LNs concentrate hematopoietic cells and pathogens at distinct sites of the mammalian anatomy to facilitate optimal induction of protective immune responses (Junt et al., 2008). The structural organization of LNs is determined by different stromal cells that form specific microenvironments for lymphocyte entry and exit and the optimized interaction between different leukocyte populations (Turley et al., 2010). The development of LNs is a well-orchestrated process that is thought to mainly involve the lymphotoxin-β receptor (LTβR)–dependent crosstalk between mesenchymal lymphoid tissue organizer (LTo) and hematopoietic lymphoid tissue inducer (LTi) cells (van de Pavert and Mebius, 2010). Indeed, LTβR-dependent stromal organizer cells can be demonstrated in developing LNs, which most likely give rise to mesenchymal stromal cell subpopulations in adult LNs (Bénézech et al., 2010). However, the developmental relationship of stromal cell sublineages has only recently been investigated (Malhotra et al., 2012), and hence the genuine contribution of different stromal cells to LN development has remained poorly understood. In fact, endothelial cells (ECs) are among the first participants in the formation of the LN anlage (Blum and Pabst, 2006). In mice, endothelial progenitors leave the cardinal vein at embryonic day 9 and form the lymph sac, the primordial tissue of the lymphatic system (Oliver and Srinivasan, 2008). Only later do mesenchymal LTo and hematopoietic LTi cells establish their interaction and foster LN growth (Blum and Pabst, 2006). Hence, we considered it possible that ECs participate in LN development and that LTβR signals may impact on the developing LN vasculature.

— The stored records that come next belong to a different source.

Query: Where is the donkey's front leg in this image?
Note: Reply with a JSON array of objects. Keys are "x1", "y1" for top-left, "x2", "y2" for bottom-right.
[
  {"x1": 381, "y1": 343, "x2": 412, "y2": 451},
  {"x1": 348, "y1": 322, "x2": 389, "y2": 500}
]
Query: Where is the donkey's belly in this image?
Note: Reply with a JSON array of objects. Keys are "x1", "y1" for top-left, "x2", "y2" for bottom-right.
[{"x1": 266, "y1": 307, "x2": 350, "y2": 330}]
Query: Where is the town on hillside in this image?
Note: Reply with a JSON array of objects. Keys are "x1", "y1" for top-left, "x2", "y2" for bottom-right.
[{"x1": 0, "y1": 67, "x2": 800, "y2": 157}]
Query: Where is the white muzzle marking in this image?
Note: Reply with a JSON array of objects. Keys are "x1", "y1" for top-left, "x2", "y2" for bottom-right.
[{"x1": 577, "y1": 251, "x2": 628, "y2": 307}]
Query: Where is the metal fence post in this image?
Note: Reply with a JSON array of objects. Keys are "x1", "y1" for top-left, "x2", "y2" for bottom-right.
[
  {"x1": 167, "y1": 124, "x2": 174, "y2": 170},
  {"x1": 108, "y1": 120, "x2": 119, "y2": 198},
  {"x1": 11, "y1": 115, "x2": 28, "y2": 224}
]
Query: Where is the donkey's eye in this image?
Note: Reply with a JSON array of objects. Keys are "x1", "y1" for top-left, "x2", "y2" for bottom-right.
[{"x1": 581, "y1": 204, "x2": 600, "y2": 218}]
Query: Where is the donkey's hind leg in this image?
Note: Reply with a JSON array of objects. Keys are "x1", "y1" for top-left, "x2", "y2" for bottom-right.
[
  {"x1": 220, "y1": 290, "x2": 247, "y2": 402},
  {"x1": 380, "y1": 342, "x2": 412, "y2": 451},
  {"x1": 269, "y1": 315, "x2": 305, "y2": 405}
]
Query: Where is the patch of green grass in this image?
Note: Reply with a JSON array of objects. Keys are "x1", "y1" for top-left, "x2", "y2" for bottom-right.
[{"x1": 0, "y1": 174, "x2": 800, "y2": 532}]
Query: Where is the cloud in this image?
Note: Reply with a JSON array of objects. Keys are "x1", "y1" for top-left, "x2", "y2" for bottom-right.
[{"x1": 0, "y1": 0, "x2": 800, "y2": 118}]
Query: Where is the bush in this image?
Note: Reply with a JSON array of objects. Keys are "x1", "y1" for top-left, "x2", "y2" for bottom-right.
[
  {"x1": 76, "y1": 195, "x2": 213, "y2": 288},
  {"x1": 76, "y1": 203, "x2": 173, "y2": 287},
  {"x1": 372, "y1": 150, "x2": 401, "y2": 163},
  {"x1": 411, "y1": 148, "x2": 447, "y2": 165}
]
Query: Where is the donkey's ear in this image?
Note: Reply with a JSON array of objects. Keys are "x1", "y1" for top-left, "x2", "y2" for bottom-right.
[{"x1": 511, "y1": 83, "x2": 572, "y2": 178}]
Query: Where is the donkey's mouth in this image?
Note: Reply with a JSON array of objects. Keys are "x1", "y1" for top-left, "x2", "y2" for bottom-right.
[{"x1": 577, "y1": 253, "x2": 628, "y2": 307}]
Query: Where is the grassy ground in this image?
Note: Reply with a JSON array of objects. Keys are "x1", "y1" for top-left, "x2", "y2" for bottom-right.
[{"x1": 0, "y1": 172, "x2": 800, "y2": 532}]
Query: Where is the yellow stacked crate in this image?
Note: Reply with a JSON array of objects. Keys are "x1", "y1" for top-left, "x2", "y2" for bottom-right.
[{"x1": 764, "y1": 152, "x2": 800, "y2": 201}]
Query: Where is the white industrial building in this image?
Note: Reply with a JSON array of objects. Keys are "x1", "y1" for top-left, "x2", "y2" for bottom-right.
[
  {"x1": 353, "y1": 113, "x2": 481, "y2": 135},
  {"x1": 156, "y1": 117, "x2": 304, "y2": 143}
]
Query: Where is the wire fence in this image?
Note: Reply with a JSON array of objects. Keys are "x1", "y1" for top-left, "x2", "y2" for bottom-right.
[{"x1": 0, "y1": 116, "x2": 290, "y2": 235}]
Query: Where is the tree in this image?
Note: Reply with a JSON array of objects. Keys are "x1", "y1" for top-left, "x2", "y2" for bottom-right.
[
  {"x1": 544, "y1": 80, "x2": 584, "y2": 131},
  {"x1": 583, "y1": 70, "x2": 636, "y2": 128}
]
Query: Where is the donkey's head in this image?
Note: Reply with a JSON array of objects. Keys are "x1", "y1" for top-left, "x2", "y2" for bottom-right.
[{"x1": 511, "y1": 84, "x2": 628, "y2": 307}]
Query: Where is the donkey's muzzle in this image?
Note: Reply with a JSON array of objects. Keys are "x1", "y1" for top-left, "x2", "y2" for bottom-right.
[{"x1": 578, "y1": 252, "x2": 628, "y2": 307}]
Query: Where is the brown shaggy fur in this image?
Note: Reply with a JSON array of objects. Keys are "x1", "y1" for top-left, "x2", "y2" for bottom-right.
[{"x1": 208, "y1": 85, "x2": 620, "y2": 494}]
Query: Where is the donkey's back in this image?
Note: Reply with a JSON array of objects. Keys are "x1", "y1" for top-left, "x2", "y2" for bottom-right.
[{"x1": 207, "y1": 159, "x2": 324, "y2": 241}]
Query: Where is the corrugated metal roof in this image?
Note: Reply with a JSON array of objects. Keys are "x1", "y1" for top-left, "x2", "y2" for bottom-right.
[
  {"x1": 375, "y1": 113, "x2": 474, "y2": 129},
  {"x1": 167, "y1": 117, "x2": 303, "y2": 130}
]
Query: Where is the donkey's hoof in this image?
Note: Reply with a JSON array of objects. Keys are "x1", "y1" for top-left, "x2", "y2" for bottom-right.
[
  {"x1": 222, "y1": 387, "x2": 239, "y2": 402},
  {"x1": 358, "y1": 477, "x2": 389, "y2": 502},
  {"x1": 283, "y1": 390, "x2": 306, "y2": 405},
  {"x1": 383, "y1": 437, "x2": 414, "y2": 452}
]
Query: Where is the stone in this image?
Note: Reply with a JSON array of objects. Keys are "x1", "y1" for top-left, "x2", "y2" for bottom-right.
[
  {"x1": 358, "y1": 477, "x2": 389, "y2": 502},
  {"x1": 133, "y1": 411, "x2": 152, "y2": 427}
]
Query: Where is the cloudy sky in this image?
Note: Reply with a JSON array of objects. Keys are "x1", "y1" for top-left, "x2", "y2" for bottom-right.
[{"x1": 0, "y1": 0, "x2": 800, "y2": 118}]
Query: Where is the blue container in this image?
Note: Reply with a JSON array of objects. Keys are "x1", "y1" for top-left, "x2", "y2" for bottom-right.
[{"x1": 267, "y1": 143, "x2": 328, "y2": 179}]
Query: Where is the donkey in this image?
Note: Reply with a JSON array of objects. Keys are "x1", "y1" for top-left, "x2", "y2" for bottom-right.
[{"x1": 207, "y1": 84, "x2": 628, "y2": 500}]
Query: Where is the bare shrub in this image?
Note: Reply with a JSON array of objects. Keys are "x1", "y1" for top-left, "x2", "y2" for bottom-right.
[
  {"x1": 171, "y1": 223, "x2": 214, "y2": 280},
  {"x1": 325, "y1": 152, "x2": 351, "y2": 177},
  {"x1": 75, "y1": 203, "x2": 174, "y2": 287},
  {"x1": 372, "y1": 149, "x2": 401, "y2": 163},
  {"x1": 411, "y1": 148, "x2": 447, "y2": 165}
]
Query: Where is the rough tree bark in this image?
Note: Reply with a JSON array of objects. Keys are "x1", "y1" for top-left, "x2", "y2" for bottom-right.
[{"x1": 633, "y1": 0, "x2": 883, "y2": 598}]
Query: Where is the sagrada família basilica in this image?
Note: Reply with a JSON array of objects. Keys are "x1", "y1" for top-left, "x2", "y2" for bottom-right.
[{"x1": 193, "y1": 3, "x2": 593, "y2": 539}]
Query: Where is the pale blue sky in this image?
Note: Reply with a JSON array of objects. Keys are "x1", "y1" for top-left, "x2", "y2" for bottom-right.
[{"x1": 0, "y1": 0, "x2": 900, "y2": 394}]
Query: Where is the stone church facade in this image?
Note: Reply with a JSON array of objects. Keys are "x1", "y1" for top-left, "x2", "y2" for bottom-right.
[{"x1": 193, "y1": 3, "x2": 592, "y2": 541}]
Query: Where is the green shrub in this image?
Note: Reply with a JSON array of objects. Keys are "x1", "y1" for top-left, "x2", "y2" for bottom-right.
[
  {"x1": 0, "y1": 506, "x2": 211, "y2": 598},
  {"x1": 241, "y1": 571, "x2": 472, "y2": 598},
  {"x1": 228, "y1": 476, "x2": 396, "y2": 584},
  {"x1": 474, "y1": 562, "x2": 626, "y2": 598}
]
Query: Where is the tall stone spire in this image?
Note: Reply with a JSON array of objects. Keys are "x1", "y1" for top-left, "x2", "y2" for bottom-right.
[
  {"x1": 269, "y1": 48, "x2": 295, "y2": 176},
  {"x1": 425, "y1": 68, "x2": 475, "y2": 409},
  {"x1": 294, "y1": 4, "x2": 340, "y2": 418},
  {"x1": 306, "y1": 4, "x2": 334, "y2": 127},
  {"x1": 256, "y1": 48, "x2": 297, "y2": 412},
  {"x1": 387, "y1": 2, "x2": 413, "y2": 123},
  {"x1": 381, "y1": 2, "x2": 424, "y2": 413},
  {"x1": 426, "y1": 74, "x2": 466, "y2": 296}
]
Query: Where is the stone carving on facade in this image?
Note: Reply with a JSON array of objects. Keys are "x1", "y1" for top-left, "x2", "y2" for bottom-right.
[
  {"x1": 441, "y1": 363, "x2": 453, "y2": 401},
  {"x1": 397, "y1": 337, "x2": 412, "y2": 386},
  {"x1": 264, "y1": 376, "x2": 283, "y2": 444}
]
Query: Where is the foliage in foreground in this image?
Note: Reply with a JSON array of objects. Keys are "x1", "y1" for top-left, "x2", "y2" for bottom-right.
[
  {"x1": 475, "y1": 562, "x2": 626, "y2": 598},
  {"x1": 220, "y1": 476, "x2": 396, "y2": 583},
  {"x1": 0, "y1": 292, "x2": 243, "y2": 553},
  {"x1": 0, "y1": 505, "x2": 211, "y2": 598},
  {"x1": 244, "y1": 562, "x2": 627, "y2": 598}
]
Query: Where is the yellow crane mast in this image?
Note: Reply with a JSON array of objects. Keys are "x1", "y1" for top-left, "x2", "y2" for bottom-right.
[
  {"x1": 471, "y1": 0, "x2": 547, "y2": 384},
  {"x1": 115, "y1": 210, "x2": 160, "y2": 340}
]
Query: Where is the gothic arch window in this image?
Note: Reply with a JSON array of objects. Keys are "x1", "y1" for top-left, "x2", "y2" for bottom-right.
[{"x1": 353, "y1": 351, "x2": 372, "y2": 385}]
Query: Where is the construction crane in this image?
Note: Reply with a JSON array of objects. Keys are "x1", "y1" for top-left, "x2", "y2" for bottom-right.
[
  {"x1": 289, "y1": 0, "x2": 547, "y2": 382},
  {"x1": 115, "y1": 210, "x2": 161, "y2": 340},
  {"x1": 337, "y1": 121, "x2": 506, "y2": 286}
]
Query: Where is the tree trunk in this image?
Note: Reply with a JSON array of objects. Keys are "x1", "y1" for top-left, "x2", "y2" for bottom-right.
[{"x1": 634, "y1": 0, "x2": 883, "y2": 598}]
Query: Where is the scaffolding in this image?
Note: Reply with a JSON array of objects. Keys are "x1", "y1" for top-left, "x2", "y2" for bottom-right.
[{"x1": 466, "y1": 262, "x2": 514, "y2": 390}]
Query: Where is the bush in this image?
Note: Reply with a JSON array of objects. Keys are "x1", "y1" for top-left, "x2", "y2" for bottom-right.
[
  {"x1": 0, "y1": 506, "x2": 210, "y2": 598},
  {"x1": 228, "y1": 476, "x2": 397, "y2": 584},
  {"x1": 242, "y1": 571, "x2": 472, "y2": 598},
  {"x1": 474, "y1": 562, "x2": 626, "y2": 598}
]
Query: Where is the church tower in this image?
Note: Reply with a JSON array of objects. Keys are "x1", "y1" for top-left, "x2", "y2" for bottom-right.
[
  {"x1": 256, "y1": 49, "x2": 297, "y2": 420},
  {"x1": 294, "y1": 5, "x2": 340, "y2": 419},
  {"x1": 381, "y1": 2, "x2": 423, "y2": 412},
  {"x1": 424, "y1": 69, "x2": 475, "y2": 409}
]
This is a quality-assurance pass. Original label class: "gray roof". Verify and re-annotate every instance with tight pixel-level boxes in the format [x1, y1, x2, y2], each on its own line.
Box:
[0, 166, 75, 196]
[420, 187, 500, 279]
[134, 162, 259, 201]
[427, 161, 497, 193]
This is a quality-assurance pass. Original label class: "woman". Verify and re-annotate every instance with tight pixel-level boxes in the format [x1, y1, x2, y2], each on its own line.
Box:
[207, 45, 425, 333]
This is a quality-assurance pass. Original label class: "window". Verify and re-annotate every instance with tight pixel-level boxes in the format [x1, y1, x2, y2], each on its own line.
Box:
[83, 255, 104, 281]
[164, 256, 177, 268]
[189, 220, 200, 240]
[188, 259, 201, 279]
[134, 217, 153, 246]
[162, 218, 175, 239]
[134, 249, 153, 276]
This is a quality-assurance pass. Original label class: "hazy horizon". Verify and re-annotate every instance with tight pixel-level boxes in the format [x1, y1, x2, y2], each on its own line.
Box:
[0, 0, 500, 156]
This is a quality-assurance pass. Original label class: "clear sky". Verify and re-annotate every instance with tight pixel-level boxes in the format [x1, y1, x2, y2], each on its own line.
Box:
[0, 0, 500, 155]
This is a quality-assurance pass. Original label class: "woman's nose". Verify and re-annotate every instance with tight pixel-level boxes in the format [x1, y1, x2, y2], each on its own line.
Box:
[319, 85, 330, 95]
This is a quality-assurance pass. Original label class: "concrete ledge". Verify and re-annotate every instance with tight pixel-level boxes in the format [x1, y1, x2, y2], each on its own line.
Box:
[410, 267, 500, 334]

Lymphocytes enter and exit the LN parenchyma either through lymphatic endothelia in the LN medulla (Braun et al., 2011) or via high endothelial venules (HEVs) in the interfollicular regions (Grigorova et al., 2010). High endothelial cells exhibit a cuboidal shape and a polarized organization with luminal localization of adhesion molecules such as intercellular adhesion molecule 1 (ICAM-1), which functions as anchors for cells circulating in the blood (Tohya et al., 2010). LTβR signals are important for the maintenance the HEV network under homeostatic conditions, as demonstrated by systemic treatment of adult mice with an LTβR decoy receptor (Browning et al., 2005). Furthermore, myeloid lymphotoxin-expressing cells, such as dendritic cells, can interact with HEV ECs to stimulate their maturation (Moussion and Girard, 2011). However, other LN stromal cells, including fibroblastic reticular cells (FRCs), can be efficiently triggered via the LTβR to secrete potent vascular growth factors, establishing a multi-cellular regulation circuit that maintains the homeostasis of the HEV network (Chyou et al., 2008). Thus, it has remained elusive whether the generation and maintenance of HEV morphology and function is determined by direct LTβR signals in ECs or whether LTβR-dependent communication between different LN stromal cell populations generates the appropriate microenvironment.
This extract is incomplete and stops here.